Importance of the “loyal opposition”

(Note: this is a highly speculative, opinionated opinion, with a minimal amount of actual knowledge of the events in question.)

The big political news of yesterday was the pact between Cruz and Kasich to try and stop Trump. All the scrolling on the TV screens I saw had Trump blasting (when doesn’t he blast) Cruz and Kasich. He called them “pitiful” and said they were “whiney”. But to me it seemed like he was whining that they wouldn’t play the game by his rules, but by the ones actually in place.

The posters I noticed from the Trump rallies had the slogan to “make America great again.” And while I am very patriotic, the thought running through my mind was “we don’t need to be great that way again, just like Germany didn’t need to be great again the way Hitler made her great.” We also don’t need a bombastic leader like Trump, just like Germany didn’t need Hitler.

Now, I’m not trying to make out that Trump is a Hitler. For one thing, he grew up too privileged to know the sort of street brawling life that Hitler learned.
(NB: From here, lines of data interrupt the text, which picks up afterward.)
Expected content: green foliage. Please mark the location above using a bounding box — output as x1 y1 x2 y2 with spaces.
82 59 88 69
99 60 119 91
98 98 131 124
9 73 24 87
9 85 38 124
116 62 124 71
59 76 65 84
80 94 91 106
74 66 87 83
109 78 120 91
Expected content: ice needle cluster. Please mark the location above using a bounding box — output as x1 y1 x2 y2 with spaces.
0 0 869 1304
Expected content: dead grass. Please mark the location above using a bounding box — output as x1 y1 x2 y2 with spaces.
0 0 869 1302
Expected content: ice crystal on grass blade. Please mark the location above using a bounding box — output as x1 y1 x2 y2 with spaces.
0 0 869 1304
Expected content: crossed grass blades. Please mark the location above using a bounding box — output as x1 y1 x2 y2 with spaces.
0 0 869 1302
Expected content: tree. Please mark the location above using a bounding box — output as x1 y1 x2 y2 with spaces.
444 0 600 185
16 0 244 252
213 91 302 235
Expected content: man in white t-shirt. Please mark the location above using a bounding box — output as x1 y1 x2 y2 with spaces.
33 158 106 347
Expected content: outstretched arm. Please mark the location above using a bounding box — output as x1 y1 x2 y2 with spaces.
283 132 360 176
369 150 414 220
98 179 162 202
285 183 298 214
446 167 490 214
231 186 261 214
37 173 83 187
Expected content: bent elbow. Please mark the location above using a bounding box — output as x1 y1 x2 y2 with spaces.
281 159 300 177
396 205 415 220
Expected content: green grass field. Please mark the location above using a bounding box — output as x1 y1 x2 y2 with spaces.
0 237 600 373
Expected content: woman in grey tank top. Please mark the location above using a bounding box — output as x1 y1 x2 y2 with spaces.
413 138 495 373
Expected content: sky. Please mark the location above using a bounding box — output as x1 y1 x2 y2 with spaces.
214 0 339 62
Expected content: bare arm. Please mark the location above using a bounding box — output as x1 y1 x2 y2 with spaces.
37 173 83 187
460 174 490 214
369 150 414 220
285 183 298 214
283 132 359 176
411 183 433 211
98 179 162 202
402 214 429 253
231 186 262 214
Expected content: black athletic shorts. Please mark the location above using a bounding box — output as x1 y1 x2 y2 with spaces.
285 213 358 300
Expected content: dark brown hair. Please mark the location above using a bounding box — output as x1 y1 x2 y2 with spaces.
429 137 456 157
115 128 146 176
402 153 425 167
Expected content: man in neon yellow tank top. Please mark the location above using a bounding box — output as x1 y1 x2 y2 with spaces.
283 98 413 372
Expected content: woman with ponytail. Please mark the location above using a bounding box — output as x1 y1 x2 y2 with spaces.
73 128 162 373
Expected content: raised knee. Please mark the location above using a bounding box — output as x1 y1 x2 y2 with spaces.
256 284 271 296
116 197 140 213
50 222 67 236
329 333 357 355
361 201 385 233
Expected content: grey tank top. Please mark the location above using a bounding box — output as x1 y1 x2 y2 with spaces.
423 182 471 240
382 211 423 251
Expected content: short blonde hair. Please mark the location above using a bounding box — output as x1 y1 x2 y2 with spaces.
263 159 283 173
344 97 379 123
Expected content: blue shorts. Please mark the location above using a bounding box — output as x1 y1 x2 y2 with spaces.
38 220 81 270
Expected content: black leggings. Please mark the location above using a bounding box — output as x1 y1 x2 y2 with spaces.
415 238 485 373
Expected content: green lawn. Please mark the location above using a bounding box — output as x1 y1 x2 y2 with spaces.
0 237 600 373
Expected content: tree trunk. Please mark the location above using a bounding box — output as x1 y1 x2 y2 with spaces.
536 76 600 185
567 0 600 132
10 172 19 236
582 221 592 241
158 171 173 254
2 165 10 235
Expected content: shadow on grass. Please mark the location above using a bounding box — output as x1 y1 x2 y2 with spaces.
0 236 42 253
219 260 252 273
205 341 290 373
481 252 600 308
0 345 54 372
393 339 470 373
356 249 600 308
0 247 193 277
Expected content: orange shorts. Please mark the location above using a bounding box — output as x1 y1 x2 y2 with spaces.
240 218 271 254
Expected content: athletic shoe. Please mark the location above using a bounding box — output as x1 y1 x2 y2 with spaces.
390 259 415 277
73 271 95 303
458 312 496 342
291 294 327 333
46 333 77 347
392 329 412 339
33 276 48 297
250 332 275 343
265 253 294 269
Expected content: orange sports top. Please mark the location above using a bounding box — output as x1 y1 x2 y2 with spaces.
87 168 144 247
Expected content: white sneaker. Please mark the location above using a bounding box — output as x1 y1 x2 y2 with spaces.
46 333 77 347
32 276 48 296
He isn’t capable of that sort of violence, though he could engender followers capable of that sort of violence. I’m rather more concerned with the civilized sort of solutions he could come up with for those who disagree with him.

Because the one thing I don’t see in his economics, politics, or psychology, is the concept of the “loyal opposition”.

The term “loyal opposition” is usually used more in parliamentary systems than in our presidential one, but the concept is equally applicable. The idea is that the opposition, the party out of power, is yet still loyal to the government, or the crown even in its opposition. There is a respect between parties, with the knowledge that who is in and who is out could flip back and forth — that being in power isn’t a guaranteed steady-state.

This is something Trump seems incapable of. Cruz and Kasich are well aware of the need to respect the opponent. Trump seems more willing to crush the opposition.